Comment les administrations publiques se financent-elles et qu'est-ce que le solde budgétaire?

 

Un fonctionnaire du ministère des finances qui cherche de l'argent

Les administrations publiques (l'Etat, les collectivités territoriales comme les communes, les communautés de communes, les conseils départementaux ou régionaux, ou encore les organismes de la sécurité sociale) doivent trouver des financements… Elles ont besoin de payer les services qu'elles offrent et les fonctionnaires mais elles ont aussi besoin de financer de grandes infrastructures (comme les routes, les ponts, les centrales, les stades, etc.) et leur entretien.

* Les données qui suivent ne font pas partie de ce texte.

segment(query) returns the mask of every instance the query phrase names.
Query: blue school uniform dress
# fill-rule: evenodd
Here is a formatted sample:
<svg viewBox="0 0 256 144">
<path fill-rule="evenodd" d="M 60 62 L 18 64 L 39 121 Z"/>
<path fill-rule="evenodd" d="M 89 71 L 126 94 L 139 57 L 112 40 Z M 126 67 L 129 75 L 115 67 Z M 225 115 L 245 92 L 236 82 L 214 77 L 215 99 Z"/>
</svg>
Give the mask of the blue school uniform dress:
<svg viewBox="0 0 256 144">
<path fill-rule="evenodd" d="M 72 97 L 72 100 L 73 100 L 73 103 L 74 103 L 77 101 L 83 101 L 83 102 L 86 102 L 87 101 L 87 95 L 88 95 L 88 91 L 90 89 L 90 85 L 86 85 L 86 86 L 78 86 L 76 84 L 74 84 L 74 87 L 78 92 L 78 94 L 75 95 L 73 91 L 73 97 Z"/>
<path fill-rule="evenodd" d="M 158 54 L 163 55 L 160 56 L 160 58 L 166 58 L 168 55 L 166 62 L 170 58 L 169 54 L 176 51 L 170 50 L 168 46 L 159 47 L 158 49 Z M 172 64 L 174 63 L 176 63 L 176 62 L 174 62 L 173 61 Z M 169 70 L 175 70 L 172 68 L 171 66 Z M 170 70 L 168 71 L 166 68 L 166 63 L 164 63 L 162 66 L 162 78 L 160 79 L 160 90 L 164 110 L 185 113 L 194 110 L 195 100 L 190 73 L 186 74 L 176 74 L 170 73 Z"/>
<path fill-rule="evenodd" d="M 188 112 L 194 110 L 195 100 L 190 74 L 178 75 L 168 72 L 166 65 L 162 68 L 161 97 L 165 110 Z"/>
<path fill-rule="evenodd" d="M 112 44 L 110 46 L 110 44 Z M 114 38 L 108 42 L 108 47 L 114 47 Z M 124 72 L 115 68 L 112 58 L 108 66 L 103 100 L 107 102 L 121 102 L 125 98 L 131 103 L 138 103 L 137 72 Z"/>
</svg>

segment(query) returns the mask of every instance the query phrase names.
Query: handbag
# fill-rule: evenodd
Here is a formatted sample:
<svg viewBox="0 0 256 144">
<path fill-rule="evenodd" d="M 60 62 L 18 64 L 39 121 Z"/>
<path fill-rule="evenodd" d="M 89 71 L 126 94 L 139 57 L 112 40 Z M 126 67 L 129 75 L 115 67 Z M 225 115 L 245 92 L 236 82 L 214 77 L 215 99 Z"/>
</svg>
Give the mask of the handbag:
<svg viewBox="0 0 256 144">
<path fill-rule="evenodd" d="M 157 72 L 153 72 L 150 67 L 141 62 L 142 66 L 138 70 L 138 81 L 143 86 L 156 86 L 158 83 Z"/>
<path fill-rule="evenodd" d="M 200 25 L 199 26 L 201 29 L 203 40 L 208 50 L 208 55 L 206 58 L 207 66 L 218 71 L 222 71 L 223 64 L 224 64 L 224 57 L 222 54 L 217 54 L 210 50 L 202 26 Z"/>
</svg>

Mais où trouvent-elles les fonds ? Et quel impact peuvent avoir les dépenses publiques sur l’économie d’un pays ?


Bercy: le ministère des finances en France

La principale source de financements des administrations publiques (les collectivités territoriales et l’Etat), ce sont les recettes fiscales.

Les communes, par exemple, perçoivent la taxe foncière (celle qu’on paie pour chaque propriété détenue dans une commune). L’Etat perçoit la TVA, l’impôt sur le revenu, sur la fortune, sur les sociétés…

Mais collectivités et Etat peuvent aussi percevoir des recettes non fiscales.

L’Etat français, par exemple, est actionnaire d’EDF, de la Française des jeux, etc. Et à ce titre, il reçoit des dividendes. Autre exemple, l’Etat est aussi propriétaire de musées, de salles de spectacles, etc. Et à ce titre, il perçoit des droits d’entrée.

Les recettes non fiscales sont les autres recettes perçues par l’Etat comme dividendes, les ventes, les amendes, les loyers, etc.

Le poids de ces recettes non fiscales est minime. Ainsi, pour l’Etat, les recettes fiscales représentent 93% des recettes, les recettes non fiscales 7%.

Ces recettes fiscales et non fiscales vont prioritairement servir à payer les fonctionnaires. Mais, comme pour les entreprises avec l’EBE et les ménages avec le revenu disponible, elles vont aussi servir à autofinancer des dépenses et à rembourser des emprunts.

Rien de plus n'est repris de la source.